RASC News Agency: While Western governments remain entangled in policy deadlock over how to deal with the Taliban regime in Afghanistan, Germany has clarified its position: it is engaging in what it calls “technical dialogue” with the group, but formal recognition of the Taliban remains entirely off the table. Friedrich Merz, the German Chancellor, reaffirmed this stance during a press conference in Berlin amid growing public discontent over migration policy. “Recognition of the Taliban is neither under consideration now nor will it be in the foreseeable future,” Merz stated firmly. He acknowledged that diplomatic ties between Berlin and Kabul were never officially severed, but emphasized that any current contact is strictly limited to technical matters and carries no political legitimacy for the Taliban.
Yet this raises an unavoidable question: Why would Germany initiate “technical cooperation” with a regime it refuses to recognize? According to international observers and political analysts, this seemingly pragmatic approach hides a far more complex and morally fraught agenda: the expulsion of Afghanistani asylum seekers, particularly those accused of criminal activity, back to Taliban-controlled territory. In his press appearance, Chancellor Merz confirmed that a deportation flight carrying rejected Afghanistani asylum seekers is already underway a controversial move made possible, he admitted, only after weeks of backchannel negotiations with the Taliban, brokered with the assistance of Qatar. What once seemed diplomatically impossible is now being carried out under the sanitized label of “technical coordination.”
This, in effect, is diplomacy without recognition cooperation without the photo ops or the handshake beneath a white Taliban flag. The German government insists that the individuals being deported have exhausted all legal avenues for asylum and no longer possess any legal basis to remain in the country. Yet this swift acceleration of deportations, especially in light of Afghanistan’s worsening human rights crisis, has drawn heavy criticism both at home and abroad. Germany’s official line remains clear: this is not political engagement but functional coordination. However, critics argue that such a distinction is a fig leaf, obscuring the ethical quandary at the heart of Western policy—how to manage domestic political pressures on immigration without offering de facto legitimacy to a regime that tramples on fundamental rights, especially those of women, minorities, and dissenters.

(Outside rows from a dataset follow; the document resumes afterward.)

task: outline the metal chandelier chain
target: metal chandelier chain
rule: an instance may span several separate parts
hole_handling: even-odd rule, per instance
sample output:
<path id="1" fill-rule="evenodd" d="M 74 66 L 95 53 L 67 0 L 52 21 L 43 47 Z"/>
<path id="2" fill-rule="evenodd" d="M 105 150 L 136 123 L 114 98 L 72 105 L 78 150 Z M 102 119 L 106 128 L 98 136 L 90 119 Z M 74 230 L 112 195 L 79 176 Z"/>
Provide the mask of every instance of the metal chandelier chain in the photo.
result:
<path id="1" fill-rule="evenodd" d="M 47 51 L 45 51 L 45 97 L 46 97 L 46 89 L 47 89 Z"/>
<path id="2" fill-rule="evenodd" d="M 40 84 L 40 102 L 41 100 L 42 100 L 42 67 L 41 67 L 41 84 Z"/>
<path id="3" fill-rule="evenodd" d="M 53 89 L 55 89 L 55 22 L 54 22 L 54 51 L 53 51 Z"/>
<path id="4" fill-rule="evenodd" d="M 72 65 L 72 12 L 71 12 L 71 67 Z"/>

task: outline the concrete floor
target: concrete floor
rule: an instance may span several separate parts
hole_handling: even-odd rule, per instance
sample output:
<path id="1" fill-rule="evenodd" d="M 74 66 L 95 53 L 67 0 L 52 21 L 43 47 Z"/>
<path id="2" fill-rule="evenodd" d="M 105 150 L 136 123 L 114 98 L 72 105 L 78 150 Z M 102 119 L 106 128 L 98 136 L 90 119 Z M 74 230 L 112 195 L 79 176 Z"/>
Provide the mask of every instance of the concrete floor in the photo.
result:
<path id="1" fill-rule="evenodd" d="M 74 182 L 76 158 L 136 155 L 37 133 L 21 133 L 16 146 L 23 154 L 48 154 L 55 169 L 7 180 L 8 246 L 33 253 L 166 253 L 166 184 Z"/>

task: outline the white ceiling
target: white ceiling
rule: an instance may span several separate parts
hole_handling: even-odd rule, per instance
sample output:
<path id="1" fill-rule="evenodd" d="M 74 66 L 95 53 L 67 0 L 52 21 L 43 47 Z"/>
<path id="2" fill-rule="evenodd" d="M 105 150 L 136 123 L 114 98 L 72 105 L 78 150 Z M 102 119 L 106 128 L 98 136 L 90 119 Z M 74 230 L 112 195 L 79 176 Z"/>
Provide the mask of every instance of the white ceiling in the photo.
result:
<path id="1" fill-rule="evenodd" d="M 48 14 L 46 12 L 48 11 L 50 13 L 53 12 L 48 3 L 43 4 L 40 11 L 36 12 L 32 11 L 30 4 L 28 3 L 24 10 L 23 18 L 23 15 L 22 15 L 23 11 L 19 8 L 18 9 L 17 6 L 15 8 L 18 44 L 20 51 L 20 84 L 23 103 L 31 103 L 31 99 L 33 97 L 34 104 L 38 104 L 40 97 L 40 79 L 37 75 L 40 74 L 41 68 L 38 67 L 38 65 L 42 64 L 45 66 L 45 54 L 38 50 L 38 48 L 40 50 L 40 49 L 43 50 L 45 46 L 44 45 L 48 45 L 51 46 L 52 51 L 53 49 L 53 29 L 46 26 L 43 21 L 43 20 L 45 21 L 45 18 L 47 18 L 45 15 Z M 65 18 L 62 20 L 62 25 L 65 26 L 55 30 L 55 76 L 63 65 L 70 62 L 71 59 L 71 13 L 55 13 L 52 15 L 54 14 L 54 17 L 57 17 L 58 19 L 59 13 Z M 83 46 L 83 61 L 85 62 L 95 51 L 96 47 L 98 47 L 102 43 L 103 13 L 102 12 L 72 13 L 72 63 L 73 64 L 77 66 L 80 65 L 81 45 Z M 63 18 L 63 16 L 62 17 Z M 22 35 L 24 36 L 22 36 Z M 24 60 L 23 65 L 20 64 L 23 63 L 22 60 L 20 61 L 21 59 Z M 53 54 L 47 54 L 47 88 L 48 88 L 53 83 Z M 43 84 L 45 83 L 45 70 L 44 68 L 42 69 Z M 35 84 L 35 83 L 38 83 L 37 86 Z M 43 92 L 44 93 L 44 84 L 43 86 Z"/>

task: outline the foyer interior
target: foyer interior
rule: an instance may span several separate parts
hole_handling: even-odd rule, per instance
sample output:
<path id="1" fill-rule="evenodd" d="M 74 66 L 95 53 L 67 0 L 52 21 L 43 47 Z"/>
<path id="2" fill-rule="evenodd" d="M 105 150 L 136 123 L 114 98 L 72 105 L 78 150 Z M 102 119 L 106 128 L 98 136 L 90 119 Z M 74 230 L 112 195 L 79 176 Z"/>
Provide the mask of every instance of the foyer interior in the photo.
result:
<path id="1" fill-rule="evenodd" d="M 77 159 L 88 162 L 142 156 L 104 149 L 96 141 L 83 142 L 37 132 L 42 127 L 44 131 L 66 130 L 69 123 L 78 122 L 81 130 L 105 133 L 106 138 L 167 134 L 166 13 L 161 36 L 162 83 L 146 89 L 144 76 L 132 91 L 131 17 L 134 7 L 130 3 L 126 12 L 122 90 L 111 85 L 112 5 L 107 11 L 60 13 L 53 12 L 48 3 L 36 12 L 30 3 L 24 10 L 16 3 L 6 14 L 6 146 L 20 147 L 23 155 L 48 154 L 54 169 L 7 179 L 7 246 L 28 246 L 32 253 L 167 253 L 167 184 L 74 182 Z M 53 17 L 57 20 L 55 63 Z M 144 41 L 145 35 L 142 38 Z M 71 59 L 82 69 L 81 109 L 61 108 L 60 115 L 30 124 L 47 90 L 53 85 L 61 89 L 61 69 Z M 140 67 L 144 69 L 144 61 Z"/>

In its pursuit of immigration control, the German government appears to have entered a grey zone where realpolitik overshadows principle, and expediency trumps the very values that Europe claims to uphold. The Taliban, despite being diplomatically sidelined, benefit from this arrangement by gaining indirect acknowledgment and transactional relevance without being held accountable for their brutal rule. Afghanistani migrants are being sent back, but Western policy, too, is bending under pressure. This deeply contradictory strategy reveals not just a political compromise, but a profound moral impasse one that illustrates the West’s ongoing failure to confront the Taliban’s authoritarian reality with coherent, value-driven policy.